Summary

Between 15:10 UTC and 15:17 UTC of August 17, our internal health checking webservice for our database was unavailable, causing our webservers to be unable to find a healthy database server to connect to, resulting in both our website and render API to become unavailable.

What happened?

We rely on an internal health checking service in order for our webservers to be able to connect to a healthy database server. This allows us to quickly fail over to a different node in case there are issues with our database, and to ensure the requests don't reach the wrong host. This webservice runs under a local nginx instance.

A global change to our templates for nginx configuration was pushed at 15:02 UTC to address an issue on a different service that also relies on nginx. This change was only setting a configuration value to its default value for nginx, so it wasn't expected to have any effect in other services.

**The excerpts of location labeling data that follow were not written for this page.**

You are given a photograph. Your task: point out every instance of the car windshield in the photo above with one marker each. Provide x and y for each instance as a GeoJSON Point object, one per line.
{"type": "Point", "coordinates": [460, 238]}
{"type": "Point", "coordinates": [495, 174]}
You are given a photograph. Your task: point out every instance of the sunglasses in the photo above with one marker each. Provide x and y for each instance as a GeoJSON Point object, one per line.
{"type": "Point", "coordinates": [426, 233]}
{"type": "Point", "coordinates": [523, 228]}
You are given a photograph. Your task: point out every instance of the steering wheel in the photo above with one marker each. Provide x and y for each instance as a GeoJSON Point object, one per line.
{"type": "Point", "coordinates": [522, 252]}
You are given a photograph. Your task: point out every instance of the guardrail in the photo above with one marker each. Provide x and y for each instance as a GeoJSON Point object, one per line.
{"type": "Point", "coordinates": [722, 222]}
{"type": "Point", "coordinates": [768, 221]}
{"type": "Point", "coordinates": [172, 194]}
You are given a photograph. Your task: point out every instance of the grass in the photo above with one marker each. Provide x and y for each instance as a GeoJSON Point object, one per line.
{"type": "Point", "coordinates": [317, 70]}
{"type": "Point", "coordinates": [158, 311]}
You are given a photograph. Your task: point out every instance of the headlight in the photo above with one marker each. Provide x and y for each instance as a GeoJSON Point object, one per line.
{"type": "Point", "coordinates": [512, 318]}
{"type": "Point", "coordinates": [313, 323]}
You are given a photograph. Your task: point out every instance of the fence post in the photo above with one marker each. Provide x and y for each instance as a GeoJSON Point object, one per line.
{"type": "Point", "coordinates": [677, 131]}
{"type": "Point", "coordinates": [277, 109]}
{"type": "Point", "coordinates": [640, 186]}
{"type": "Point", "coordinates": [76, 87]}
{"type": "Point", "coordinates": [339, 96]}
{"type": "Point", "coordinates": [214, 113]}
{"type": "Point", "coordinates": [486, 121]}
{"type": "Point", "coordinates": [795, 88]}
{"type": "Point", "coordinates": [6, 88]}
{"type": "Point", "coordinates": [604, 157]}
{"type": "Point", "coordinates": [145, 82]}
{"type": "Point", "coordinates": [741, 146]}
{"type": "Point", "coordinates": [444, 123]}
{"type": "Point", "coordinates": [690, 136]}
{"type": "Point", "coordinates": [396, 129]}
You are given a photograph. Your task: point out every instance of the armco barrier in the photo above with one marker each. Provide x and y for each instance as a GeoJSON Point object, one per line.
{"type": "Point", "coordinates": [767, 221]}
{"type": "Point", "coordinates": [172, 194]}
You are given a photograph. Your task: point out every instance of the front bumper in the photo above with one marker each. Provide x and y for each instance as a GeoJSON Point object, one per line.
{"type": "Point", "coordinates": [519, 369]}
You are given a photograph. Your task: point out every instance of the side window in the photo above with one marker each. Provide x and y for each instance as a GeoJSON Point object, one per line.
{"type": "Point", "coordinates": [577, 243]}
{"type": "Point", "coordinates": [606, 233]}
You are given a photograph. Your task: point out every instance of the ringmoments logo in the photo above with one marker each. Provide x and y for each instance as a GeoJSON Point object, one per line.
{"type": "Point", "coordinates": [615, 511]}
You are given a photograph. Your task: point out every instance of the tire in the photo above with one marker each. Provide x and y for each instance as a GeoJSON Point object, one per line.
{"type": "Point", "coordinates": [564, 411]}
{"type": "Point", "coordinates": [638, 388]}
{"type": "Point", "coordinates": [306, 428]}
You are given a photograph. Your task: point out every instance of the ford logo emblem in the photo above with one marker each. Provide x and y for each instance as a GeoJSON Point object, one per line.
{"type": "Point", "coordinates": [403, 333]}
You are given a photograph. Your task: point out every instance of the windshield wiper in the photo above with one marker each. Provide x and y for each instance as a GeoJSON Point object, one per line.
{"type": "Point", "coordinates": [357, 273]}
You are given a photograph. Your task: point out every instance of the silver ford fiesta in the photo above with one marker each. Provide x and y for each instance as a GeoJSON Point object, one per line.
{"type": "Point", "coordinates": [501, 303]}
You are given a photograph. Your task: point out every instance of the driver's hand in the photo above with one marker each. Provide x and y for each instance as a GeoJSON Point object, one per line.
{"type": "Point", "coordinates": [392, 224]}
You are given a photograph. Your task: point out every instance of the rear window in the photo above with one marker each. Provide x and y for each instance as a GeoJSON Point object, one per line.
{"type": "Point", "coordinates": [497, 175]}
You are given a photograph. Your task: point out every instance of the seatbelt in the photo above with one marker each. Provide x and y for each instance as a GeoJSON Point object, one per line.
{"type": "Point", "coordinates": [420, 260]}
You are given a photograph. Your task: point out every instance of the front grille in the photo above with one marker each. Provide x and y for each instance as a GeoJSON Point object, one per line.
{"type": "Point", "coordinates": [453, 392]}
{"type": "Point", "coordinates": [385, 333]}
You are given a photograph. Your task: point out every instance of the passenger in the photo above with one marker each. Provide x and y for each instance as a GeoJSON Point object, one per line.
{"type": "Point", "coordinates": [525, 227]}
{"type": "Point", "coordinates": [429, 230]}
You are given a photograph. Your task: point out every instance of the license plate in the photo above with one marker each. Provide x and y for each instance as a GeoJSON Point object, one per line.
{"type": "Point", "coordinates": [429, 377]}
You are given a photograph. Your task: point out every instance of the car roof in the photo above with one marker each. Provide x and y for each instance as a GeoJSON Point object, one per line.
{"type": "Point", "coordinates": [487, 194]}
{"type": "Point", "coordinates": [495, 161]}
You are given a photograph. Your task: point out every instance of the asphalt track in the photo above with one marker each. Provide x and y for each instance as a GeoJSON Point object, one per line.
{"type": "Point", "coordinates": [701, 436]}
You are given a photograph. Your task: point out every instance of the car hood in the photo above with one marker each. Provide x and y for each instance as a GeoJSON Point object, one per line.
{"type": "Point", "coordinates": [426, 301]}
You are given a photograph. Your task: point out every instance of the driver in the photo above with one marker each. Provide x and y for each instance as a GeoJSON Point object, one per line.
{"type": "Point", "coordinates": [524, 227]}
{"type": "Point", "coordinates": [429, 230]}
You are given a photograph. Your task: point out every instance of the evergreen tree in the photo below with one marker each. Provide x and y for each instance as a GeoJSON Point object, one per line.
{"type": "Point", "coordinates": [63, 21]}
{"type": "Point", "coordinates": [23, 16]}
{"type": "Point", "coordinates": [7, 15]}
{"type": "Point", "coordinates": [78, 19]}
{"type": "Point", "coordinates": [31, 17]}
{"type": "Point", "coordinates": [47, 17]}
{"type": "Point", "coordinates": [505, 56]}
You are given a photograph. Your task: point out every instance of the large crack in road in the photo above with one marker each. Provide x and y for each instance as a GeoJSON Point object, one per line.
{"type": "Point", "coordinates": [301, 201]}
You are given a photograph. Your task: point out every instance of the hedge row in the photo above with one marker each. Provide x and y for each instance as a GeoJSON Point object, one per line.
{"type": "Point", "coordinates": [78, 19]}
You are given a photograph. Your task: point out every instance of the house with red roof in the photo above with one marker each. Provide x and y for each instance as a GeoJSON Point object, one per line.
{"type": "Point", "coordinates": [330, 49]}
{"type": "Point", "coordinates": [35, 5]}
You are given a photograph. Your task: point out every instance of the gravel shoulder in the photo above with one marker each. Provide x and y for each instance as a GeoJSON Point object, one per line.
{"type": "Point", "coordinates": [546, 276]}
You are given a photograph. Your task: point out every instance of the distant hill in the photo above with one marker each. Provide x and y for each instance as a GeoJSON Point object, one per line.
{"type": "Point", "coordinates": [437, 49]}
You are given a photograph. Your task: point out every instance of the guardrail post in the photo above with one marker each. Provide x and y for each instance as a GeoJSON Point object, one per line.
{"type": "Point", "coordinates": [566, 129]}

Unfortunately, this change also introduced a syntax error in our nginx configuration, so when our configuration management system picked it up, it applied an invalid configuration on our health checking web services and attempted to restart them, which failed. At that point, our health checking webservices became unavailable, causing our webservers to be unable to connect to a database server. This meant that any request to our website or render API would result in a 500 HTTP status code.

What went well?

The change was quickly identified as a health checking issue, which made trivial to find and revert the responsible change.

What went badly?

We should have been able to detect that the change was invalid before merging, and even after merging our configuration management system should have refused to apply an invalid change.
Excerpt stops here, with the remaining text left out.